Last month the FDA approved two new drugs for cancer, both drugs target cancers with specific genetic mutations which made geneticists and oncologists optimistic on the future of cancer therapy.
The first drug is Vitrakvi (larotrectinib) which treats adults and pediatric patients whose cancers have a specific genetic mutation (biomarker).
This drug belongs to a new class of cancer drugs that are called “Tissue Agnostic” which are used to treat cancers based on a common biomarker across different types of cancers rather than the location of the tumor in the body, it is the second drug of this type to be approved by the FDA.
Vitrakvi will be used to treat adult and pediatric patients with solid tumors that have a neurotrophic receptor tyrosine kinase (NTRK) gene fusion without acquired resistance mutation. NTRK is a gene family that encodes tropomyosin receptor kinases (Trk) which can be fused to other genes abnormally leading to increased growth signals that lead to cancer, these fusions are rare but can occur in different types of cancers like lung, thyroid, and salivary gland cancers.
For patients to be eligible for Vitrakvi treatment, their tumors must be metastatic, cannot be surgically removed and no other treatment is available, or the tumor progressed after treatment.
The FDA approved Vitrakvi based on three clinical trials of 55 pediatric and adult patients that showed 75% overall response rate lasting from 6 months to one year.
Reported side effects include dizziness, fatigue, nausea, vomiting and increased ALT & AST liver enzymes in the blood, so doctors are advised to monitor patients levels of ALT & AST enzymes during the first month of treatment. Vitrakvi cannot be taken during pregnancy or breastfeeding as it harms the fetus or newborn baby.

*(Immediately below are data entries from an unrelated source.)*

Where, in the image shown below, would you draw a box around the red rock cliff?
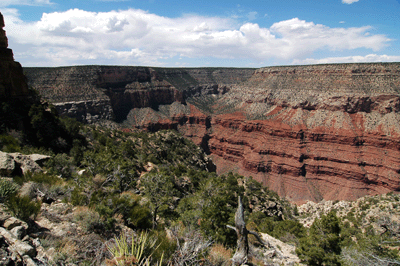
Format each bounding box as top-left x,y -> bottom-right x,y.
131,63 -> 400,203
0,13 -> 28,100
24,63 -> 400,203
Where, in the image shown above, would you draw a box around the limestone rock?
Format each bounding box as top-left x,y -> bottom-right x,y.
0,151 -> 15,176
0,151 -> 50,176
25,63 -> 400,204
0,227 -> 36,257
3,217 -> 28,230
10,226 -> 26,240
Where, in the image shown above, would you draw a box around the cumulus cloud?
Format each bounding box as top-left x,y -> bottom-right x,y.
342,0 -> 359,5
2,9 -> 390,65
0,0 -> 53,7
292,54 -> 400,65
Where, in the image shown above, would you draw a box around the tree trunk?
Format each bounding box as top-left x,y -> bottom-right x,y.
227,197 -> 264,266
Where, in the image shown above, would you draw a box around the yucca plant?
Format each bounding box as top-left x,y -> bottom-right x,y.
107,232 -> 163,266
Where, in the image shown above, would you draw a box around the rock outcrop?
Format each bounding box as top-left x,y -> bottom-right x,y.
0,151 -> 50,176
24,66 -> 254,123
25,63 -> 400,203
0,13 -> 28,100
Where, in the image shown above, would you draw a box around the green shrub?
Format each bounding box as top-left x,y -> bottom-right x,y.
5,195 -> 42,221
108,232 -> 163,266
0,135 -> 21,152
0,178 -> 18,202
296,211 -> 342,265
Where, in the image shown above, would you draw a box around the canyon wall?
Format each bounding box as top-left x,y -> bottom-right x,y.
24,66 -> 254,122
25,63 -> 400,203
0,13 -> 28,100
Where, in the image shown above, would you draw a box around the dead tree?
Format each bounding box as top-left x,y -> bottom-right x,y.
227,196 -> 264,265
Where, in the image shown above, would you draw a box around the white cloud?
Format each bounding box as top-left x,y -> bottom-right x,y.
292,54 -> 400,65
342,0 -> 359,5
0,0 -> 53,7
5,9 -> 390,66
247,11 -> 258,20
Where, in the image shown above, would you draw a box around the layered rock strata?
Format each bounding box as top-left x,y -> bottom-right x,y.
26,63 -> 400,203
24,66 -> 254,122
0,13 -> 28,100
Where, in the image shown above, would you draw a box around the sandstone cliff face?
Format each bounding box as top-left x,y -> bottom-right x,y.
0,13 -> 28,100
24,66 -> 254,122
23,63 -> 400,203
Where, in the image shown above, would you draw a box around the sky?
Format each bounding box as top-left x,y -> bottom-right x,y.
0,0 -> 400,67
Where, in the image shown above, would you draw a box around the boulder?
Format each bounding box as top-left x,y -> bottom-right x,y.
0,151 -> 15,176
10,225 -> 26,240
3,217 -> 28,230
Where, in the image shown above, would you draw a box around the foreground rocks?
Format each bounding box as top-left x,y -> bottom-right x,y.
25,63 -> 400,204
0,209 -> 48,266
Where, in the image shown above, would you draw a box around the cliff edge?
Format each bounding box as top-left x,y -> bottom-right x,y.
24,63 -> 400,203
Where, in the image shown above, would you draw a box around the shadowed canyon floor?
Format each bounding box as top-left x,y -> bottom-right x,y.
24,63 -> 400,203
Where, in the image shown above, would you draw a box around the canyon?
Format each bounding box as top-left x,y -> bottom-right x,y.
24,63 -> 400,204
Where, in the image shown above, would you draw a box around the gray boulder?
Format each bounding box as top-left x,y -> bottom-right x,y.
0,151 -> 15,176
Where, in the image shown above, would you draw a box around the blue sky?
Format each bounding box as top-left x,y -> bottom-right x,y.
0,0 -> 400,67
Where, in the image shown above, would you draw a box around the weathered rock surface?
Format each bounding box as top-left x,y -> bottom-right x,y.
25,63 -> 400,203
24,66 -> 254,123
0,151 -> 50,176
0,13 -> 28,100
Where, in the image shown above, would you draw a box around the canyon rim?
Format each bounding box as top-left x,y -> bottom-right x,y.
24,63 -> 400,203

The second drug approved is Xospata (gilteritinib) which is indicated for the treatment of adult patients who have relapsed or refractory acute myeloid leukemia (AML) with FLT3 mutation. FLT3 is a receptor tyrosine kinase with an essential role in hematopoietic stem cell proliferation.
“Approximately 25 to 30 percent of patients with AML have a mutation in the FLT3 gene. These mutations are associated with a particularly aggressive form of the disease and a higher risk of relapse,” said Richard Pazdur, M.D., director of the FDA’s Oncology Center of Excellence and acting director of the Office of Hematology and Oncology Products in the FDA’s Center for Drug Evaluation and Research. “Xospata targets this gene and is the first drug to be approved that can be used alone in treating patients with AML having FLT3 mutation who have relapsed or who do not respond to initial treatment.”
Xospata was approved based on a clinical trial of 138 patients with relapsed or refractory AML with FLT3 mutation, 21% of patients showed complete remission ( no evidence of disease), and 31% out of the patients who required a blood or platelets transfusion became transfusion free for at least 56 days.
Some of the side effects reported were muscle and joint pain, fatigue, and elevated liver enzymes. Pregnant and breastfeeding women should not take Xospata as it may cause harm to the fetus or the newborn baby.
Another drug for AML was also approved by the FDA recently “Daurismo (glasdegib)” for AML patients who are 75 years of age or older or who have chronic diseases.